Domestic team information
- 1911–1912: Derbyshire

Career statistics
| Competition | First-class |
| Matches | 14 |
| Runs scored | 385 |
| Batting average | 16.73 |
| 100s/50s | –/2 |
| Top score | 68 |
| Balls bowled | 6 |
| Wickets | 0 |
| Bowling average | – |
| 5 wickets in innings | – |
| 10 wickets in match | – |
| Best bowling | – |
| Catches/stumpings | 2/– |
- Source: Cricinfo, 16 June 2022

= Archibald Wickstead =

English cricketer

Archibald Wickstead (6 November 1884 - 1 February 1966) was an English cricketer who played first-class cricket for Derbyshire in 1911 and 1912.

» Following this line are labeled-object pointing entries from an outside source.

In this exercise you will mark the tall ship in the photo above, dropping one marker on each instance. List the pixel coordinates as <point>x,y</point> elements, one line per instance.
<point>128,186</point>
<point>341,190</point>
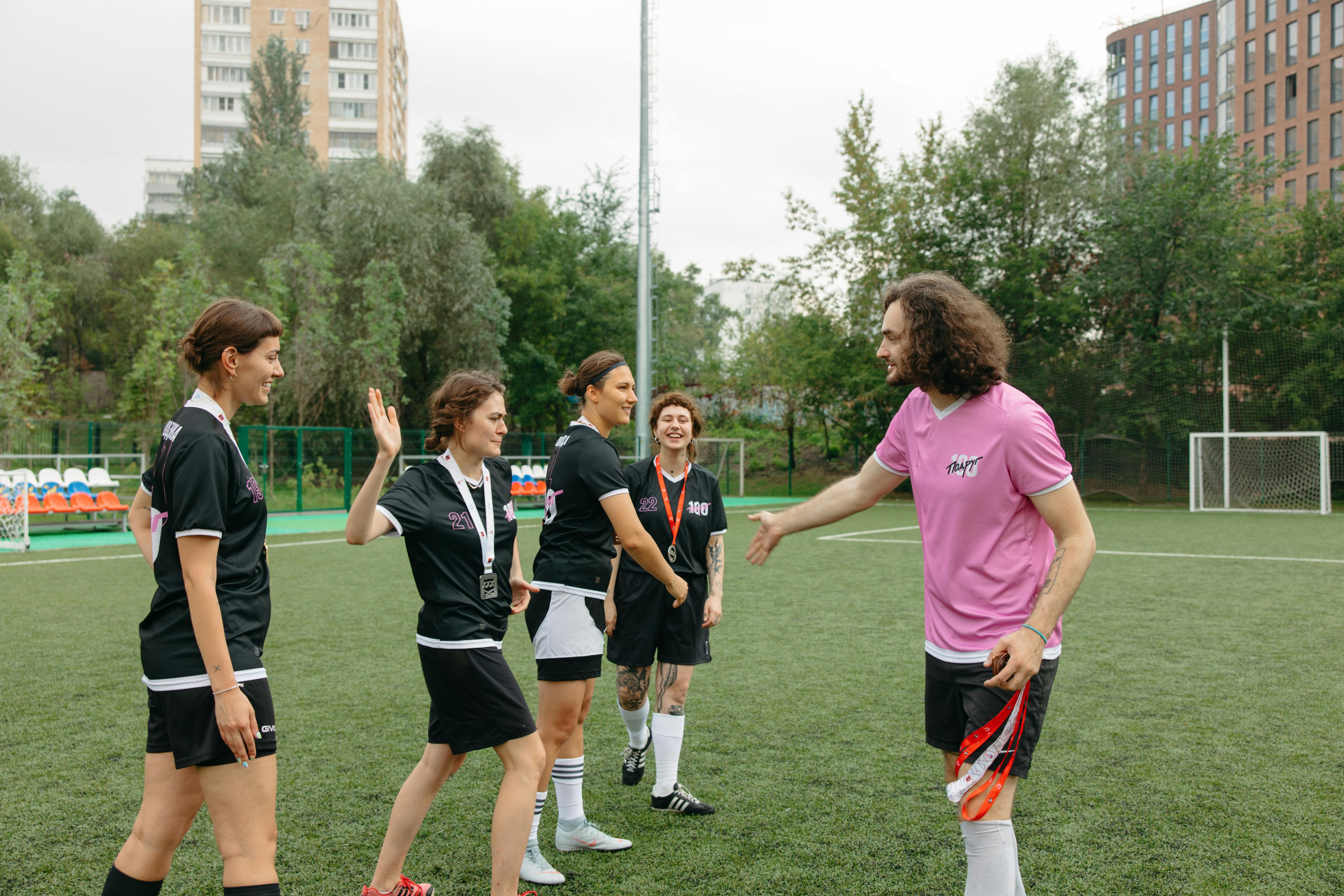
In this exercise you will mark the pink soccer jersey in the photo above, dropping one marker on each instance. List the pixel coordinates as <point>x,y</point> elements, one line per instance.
<point>974,469</point>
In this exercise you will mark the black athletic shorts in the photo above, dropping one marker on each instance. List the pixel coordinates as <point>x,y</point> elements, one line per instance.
<point>474,699</point>
<point>958,703</point>
<point>646,623</point>
<point>183,723</point>
<point>568,631</point>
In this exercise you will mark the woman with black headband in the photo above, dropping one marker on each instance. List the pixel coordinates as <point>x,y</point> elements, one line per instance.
<point>587,502</point>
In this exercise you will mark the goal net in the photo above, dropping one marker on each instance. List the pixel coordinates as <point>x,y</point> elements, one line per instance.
<point>14,518</point>
<point>1265,472</point>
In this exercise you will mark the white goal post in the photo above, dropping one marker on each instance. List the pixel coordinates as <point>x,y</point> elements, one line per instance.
<point>1260,472</point>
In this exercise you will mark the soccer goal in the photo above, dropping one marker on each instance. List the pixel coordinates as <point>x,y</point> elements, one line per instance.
<point>1260,472</point>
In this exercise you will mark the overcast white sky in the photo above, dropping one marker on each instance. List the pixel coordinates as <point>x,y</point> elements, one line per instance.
<point>749,93</point>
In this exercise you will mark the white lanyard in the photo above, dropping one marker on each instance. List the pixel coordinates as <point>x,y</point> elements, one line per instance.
<point>486,531</point>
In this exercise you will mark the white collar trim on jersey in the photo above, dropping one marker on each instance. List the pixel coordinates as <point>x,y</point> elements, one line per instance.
<point>948,410</point>
<point>212,406</point>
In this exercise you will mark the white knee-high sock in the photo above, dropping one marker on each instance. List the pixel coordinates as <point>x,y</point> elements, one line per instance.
<point>991,859</point>
<point>568,776</point>
<point>667,750</point>
<point>537,817</point>
<point>636,723</point>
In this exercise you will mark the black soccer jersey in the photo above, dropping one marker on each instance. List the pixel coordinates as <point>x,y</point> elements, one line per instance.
<point>702,516</point>
<point>201,486</point>
<point>576,546</point>
<point>445,551</point>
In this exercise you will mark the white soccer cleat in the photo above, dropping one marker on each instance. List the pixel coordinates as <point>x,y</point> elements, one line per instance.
<point>587,836</point>
<point>537,870</point>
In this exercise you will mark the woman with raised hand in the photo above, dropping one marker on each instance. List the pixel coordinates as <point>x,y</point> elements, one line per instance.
<point>462,541</point>
<point>640,616</point>
<point>587,502</point>
<point>201,522</point>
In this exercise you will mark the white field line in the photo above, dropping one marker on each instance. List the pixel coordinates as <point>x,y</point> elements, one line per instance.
<point>1123,554</point>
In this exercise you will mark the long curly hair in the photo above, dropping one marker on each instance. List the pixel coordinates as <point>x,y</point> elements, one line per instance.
<point>953,340</point>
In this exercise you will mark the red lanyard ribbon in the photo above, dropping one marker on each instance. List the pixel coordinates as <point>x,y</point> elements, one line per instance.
<point>1013,719</point>
<point>667,506</point>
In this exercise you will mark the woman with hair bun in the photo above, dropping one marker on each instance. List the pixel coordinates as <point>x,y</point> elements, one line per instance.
<point>462,541</point>
<point>201,522</point>
<point>642,620</point>
<point>587,502</point>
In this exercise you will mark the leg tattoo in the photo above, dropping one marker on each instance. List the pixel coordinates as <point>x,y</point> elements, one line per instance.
<point>632,686</point>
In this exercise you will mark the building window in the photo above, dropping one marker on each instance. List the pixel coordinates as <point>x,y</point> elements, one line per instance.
<point>221,15</point>
<point>362,140</point>
<point>217,135</point>
<point>370,111</point>
<point>229,74</point>
<point>351,21</point>
<point>354,50</point>
<point>230,44</point>
<point>354,81</point>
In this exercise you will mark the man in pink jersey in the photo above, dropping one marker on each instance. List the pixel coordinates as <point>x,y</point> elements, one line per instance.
<point>1006,545</point>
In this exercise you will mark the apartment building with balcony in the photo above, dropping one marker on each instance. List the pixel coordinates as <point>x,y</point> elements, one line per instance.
<point>1271,72</point>
<point>355,73</point>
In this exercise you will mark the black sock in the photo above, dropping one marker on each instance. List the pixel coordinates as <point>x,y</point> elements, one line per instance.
<point>120,884</point>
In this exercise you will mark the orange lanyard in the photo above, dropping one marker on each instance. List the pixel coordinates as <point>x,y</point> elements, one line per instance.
<point>667,506</point>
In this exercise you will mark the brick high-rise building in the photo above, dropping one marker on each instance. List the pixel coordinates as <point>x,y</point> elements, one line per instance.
<point>1271,72</point>
<point>355,73</point>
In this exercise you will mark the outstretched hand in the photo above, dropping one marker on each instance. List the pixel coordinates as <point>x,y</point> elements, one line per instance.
<point>765,538</point>
<point>386,429</point>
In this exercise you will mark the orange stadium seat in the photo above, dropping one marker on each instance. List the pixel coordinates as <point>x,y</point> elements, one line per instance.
<point>109,502</point>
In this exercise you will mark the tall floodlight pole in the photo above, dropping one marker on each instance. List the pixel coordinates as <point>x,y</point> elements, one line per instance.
<point>644,316</point>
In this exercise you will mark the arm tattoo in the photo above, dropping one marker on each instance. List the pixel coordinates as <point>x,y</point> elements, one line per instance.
<point>1053,576</point>
<point>632,686</point>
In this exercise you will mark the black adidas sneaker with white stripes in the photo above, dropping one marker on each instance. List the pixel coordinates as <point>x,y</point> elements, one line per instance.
<point>632,761</point>
<point>682,801</point>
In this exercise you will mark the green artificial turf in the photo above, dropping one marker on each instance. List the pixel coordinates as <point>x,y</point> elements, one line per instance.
<point>1191,745</point>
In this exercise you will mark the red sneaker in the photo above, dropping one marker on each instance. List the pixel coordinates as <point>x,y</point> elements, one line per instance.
<point>405,887</point>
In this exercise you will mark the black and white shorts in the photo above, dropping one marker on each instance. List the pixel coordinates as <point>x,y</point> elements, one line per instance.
<point>183,723</point>
<point>958,703</point>
<point>647,624</point>
<point>475,702</point>
<point>568,629</point>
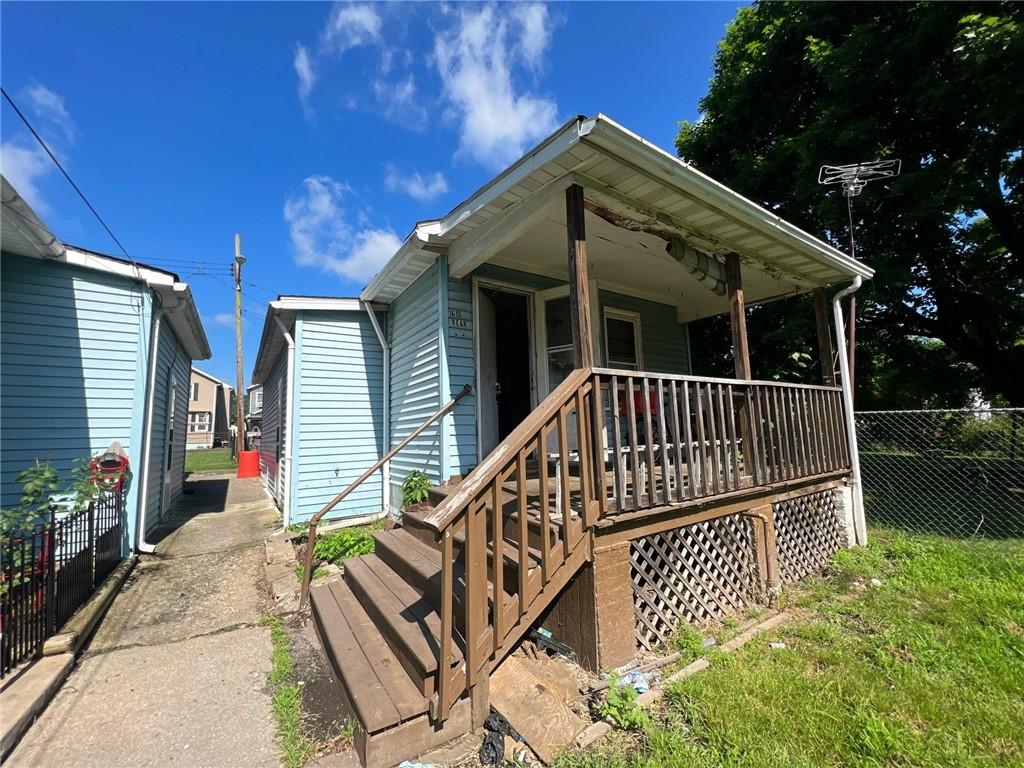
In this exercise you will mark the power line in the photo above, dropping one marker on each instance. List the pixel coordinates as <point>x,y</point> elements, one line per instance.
<point>67,175</point>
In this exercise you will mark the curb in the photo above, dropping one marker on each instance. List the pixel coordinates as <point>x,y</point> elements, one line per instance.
<point>80,626</point>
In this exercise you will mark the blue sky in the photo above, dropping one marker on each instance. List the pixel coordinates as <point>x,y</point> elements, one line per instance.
<point>320,132</point>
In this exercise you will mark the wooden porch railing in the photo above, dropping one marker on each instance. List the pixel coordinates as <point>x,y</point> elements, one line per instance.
<point>680,438</point>
<point>604,442</point>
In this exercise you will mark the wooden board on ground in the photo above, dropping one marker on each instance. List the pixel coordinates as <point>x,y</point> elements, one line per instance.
<point>538,712</point>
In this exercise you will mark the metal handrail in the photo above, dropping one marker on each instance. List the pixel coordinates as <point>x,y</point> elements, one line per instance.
<point>314,520</point>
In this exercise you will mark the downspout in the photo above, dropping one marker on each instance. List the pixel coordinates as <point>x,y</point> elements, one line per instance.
<point>386,350</point>
<point>859,522</point>
<point>140,544</point>
<point>289,422</point>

Wickstead was born at Meltham Mills, Yorkshire. He debuted against Yorkshire in May 1911 with the team's highest score of 24 in the first innings until he was out to England Test bowler Schofield Haigh. He was absent hurt in the second innings, and Derbyshire went to an innings defeat. He was a regular starter in the upper-middle order in his debut season and made 68 against Northamptonshire and 65 against Essex. His one over of bowling was against Lancashire. In 1912 he played against the South Africans and played one County match against Warwickshire. He made little impression in either match.

Wickstead was a left-handed batsman and played 26 innings in 14 matches with an average of 16.73 and a top score of 68. He bowled one over without taking a wicket.

Wickstead died in Mansfield at the age of 82.